The 141st North Vietnamese Regiment History (1997) [1] relates that:

On 12 May, we discovered a battalion of Royal Australian troops had deployed to South Sở Hội (six kilometres north of Tân Uyên), and the Regiment was ordered to launch a night attack. The night was dark, and the regimental commander – Doãn Khiết, together with the battalion commanders and the reconnaissance element went to study the battlefield. On the way, they encountered commandos and interdicting artillery fire that blocked their approaches to the target. Political Officer Nguyễn Văn Nhật and Chief of Staff Hà Xuân Trường guided the troops to occupy the battlefield. At 0300 a.m., the 1st Battalion and the 16th 82mm Mortar Company were still far away and had not reached the battlefield in time, but the Regiment was determined to commence firing. At 4.30 a.m., the order was given to open fire, and all types of our firepower continuously fired upon the targets at an intense rate. The enemy – having just arrived and with their defences not yet complete, came under our heavy shelling. They abandoned our objective and fled helter-skelter. Immediately seizing the opportunity, our infantry sections – with overwhelming bravery, assaulted and wiped out the enemy. After 30 minutes of combat, we were completely in charge of the battlefield – and then swiftly withdrew our forces so that the enemy’s aircraft and artillery could not react in time. The battle concluded quickly. We wiped out an Australian battalion, captured a prisoner, seized eight weapons (including two heavy machine guns)[2], a 60mm mortar, and an 81mm mortar. … The battle was truly deserving of the award of the Liberation Military Exploits Medal 3rd Class (Huân Chương Quân công Giải phóng hạng 3).

Battle of Coral/Sở Hội – 12/13 May 1968 (141st Regiment History – 1997)[3]

The 141st Regiment History included a sketch map of the first Battle of Coral/Sở Hội on 12/13 May 1968. Throughout the War, the NVA/VC used “Warsaw Pact-style” map-marking symbols – with some Vietnamese variations. In the preceding sketch map, a single enemy (Australian) battalion headquarters is shown within the FSPB (ie a triangular flag “flying” to the left) – together with the enemy (Australian) artillery and mortar positions, and two medium tanks. In “red”, the headquarters of the 141st NVA Regiment is depicted in the bottom right corner. Its three battalion headquarters – 1, 2, and 3, are shown in “red” as triangular flags, “flying” to the right. This 141st NVA Regiment sketch also omits HQ 3RAR and 161 Battery RNZAA within the FSPB Coral perimeter, and does not show the 1RAR and 3RAR companies outside the perimeter. HQ 3RAR and its D Company were, in fact, located about “300 metres” west of HQ 1RAR and were “not subjected to any ground attack”.[4] In the 141st NVA Regiment diagram, barbed wire is indicated around the northern, eastern and southern perimeter of FSPB Coral on 13 May 1968. However, the Australian Army official history relates that on 12/13 May:  “No claymore mines or barbed wire had been laid for the defence of the fire support base; there had been no time and, in any case, the wire had not arrived.” [5]

NOTES:

A further short article ie on The Battle of Coral (Sở Hội) – 16 May 1968, is in preparation and will be offered to “Australia’s Vietnam War” shortly.

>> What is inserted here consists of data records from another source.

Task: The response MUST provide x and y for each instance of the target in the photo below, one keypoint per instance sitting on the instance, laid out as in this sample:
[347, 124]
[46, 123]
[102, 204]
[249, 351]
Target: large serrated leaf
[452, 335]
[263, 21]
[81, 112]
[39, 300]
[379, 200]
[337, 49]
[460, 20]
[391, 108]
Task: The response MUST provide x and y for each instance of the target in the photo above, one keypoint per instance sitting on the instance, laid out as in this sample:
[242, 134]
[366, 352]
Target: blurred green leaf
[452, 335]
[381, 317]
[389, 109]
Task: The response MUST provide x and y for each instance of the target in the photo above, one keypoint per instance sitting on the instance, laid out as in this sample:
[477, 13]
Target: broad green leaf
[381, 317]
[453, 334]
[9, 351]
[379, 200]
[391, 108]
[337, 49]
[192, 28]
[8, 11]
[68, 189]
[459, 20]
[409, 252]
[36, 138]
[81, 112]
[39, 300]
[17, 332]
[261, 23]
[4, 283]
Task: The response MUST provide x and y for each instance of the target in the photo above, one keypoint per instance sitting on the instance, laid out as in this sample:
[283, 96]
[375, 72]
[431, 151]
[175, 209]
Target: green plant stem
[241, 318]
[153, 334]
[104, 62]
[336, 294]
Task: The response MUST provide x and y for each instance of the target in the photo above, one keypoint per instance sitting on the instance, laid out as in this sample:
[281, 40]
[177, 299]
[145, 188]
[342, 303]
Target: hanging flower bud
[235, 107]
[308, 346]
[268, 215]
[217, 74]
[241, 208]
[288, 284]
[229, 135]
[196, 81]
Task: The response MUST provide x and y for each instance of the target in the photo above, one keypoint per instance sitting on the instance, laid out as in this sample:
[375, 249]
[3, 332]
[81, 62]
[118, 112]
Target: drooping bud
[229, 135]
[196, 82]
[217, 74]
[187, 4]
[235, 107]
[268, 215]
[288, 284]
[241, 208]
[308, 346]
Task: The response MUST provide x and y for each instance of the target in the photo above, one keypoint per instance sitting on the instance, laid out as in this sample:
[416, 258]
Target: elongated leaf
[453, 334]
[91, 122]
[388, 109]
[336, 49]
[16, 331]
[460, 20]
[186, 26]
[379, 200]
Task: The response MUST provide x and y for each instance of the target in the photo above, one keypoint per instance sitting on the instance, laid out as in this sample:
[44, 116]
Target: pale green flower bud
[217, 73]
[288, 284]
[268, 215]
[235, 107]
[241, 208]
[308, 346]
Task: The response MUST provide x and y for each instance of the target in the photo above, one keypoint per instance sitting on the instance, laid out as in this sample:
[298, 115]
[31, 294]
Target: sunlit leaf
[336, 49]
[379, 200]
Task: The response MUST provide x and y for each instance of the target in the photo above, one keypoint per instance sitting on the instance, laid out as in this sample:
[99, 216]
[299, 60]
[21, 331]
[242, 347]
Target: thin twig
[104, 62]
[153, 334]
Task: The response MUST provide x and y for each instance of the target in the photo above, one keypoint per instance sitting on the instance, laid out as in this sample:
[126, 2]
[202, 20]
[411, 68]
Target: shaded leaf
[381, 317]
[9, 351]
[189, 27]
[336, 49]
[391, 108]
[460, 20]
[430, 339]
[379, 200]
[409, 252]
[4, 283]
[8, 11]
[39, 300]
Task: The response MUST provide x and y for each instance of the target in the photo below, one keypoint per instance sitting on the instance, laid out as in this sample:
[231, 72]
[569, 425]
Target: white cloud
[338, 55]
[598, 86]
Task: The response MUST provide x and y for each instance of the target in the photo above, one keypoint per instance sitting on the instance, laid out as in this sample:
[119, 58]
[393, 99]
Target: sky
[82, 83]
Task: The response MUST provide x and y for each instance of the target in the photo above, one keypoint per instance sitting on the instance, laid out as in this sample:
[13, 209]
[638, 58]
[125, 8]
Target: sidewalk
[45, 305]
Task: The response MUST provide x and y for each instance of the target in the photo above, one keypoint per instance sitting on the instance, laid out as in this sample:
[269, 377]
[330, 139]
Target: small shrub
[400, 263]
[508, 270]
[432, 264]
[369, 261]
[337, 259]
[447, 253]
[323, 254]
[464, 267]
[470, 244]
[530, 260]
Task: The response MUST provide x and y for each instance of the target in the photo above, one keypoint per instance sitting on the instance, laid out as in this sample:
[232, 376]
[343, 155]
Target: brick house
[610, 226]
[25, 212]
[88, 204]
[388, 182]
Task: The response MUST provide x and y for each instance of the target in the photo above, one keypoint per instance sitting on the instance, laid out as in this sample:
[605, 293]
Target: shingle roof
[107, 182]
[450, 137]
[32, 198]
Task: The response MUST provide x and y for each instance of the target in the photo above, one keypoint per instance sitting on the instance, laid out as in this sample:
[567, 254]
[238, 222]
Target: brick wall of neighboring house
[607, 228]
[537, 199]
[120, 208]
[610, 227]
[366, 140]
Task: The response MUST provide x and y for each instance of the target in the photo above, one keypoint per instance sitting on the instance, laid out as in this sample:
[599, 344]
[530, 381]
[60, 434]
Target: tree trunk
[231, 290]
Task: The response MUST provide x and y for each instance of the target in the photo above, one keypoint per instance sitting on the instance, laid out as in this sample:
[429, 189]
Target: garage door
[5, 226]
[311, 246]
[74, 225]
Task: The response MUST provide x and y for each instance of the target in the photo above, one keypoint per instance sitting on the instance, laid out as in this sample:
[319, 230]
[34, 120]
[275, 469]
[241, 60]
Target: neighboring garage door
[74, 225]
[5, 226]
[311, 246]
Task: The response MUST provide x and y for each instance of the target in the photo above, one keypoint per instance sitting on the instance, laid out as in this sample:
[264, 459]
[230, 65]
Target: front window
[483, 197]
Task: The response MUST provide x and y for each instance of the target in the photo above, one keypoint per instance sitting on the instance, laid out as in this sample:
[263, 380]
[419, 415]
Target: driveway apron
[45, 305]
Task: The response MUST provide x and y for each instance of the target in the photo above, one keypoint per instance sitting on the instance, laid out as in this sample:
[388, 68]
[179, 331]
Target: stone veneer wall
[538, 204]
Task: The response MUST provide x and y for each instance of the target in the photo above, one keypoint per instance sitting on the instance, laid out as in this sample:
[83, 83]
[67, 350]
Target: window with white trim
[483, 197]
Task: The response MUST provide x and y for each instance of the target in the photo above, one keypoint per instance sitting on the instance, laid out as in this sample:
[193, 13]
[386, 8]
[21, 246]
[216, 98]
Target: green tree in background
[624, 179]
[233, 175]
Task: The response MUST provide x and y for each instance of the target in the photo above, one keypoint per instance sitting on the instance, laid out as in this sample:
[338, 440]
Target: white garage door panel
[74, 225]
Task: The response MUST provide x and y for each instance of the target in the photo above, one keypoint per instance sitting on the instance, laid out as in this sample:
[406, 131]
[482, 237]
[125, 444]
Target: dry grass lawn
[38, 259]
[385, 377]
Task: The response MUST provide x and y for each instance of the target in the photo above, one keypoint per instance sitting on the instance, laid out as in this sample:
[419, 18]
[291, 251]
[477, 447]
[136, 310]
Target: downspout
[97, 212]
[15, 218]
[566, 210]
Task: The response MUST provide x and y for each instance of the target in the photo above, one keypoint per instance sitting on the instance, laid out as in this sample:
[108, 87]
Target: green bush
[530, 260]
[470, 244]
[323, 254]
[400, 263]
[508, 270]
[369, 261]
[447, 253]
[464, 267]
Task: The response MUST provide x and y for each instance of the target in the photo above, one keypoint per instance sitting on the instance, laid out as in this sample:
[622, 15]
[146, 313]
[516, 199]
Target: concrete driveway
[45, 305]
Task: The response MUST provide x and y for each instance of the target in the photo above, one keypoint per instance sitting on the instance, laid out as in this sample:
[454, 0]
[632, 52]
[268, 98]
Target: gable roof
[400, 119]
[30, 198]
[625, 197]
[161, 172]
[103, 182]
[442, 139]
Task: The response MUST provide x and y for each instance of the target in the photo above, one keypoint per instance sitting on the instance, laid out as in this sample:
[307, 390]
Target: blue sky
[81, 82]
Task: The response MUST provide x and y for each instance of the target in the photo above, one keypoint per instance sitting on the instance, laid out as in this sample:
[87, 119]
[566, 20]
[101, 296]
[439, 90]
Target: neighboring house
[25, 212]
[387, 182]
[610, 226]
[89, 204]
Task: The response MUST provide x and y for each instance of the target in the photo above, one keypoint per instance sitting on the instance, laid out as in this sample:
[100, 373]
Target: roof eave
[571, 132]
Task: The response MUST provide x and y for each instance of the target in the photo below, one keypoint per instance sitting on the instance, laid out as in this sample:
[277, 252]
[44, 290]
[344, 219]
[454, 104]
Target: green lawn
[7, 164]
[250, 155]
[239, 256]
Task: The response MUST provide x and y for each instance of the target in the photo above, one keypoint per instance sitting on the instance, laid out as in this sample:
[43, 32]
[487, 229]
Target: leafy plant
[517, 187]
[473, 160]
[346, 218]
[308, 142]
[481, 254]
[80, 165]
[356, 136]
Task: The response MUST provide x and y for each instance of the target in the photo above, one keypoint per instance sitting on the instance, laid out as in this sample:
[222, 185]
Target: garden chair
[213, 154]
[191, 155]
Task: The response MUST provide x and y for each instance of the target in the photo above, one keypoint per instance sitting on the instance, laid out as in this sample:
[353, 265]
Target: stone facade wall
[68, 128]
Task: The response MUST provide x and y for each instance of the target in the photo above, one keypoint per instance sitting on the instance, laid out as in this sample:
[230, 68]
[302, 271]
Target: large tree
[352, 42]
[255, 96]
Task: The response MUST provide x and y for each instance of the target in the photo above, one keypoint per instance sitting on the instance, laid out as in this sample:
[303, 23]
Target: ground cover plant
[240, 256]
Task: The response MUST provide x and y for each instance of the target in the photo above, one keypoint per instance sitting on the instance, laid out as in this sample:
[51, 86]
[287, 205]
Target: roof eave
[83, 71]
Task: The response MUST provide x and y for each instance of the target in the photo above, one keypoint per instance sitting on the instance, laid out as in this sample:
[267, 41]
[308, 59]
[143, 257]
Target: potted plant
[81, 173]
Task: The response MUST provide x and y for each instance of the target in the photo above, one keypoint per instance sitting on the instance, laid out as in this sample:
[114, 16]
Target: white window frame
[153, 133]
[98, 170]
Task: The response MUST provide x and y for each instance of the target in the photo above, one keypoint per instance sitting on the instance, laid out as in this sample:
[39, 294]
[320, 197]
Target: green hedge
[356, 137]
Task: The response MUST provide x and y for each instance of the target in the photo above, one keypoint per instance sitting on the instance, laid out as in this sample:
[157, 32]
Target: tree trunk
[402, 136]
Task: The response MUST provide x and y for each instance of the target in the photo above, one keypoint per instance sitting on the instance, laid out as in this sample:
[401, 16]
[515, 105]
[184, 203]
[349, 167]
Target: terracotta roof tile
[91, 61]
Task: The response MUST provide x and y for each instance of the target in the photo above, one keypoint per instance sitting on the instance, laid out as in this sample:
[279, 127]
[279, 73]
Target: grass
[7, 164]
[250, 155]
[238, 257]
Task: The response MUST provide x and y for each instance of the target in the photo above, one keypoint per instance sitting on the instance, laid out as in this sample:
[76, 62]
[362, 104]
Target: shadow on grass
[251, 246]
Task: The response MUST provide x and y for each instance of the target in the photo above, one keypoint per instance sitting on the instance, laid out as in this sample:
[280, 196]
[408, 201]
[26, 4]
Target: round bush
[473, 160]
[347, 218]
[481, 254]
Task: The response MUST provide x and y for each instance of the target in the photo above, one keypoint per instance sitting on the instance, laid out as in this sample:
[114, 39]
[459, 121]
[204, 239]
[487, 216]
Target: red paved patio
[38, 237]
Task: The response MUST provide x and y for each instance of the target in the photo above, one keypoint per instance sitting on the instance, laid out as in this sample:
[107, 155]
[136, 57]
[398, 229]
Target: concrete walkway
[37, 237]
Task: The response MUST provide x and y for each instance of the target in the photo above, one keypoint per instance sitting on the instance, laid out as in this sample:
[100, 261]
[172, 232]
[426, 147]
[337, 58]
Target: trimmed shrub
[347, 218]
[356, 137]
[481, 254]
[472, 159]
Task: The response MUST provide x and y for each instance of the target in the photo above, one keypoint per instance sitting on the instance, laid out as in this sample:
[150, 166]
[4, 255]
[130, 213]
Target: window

The detailed 64-page Research Note: “The Battles of Coral (Sở Hội) and Balmoral (Đồng Tràm) – May 1968: The Vietnamese Communist Accounts” – (free-to-read on the Internet) see: https://www.scribd.com/document/374639182   .

[1] Trần Xuân Ban, Trung Đoàn 141 (Sư Đoàn 7, Quân Đoàn 4) ie 141st Regiment/7th Division/4 Corps, People’s Armed Forces Publishing House, Hà Nội, 1997. A 300-page edition was also published in 2010 – but “for internal distribution only”. Trần Xuân Ban was the operations officer of the 141st NVA Regiment in May 1968 and met with Australian veterans of Coral/Balmoral in Tân Uyên District in November 2007 – see his media article: Trần Xuân Ban, “Poppies and Flowing White Rubber” (“Hoa anh túc (+) và những dòng cao su trắng”), Viêt Báo, 18 November 2007.

[2] A GPMG M-60 machine gun – seized by NVA troops at the Battle of Coral on 13 May 1968, was recovered by A/1RAR from a bunker complex containing five enemy bodies on 2 June 1968 at XT 943348. 1 ATF INTSUM No. 153-68, 2 June 1968.

[3] A somewhat different Vietnamese sketch map of the NVA attack on Coral was also published in a general Vietnamese history of the War ie “A Number of Battles in the Resistance War” 1991. That sketch map was earlier uploaded to the ADFA/UNSW website (with a commentary)  – see the Community Images section – image 16/50.

[4] 3RAR, Operation Toan Thang – Operational Analysis: 21 Apr – 5 Jun 68, Nui Dat, 17 June 1968, sub-para 3.e.

[5] McNeill, I., and Ekins, A., On the Offensive, op.cit., 2003, p.363.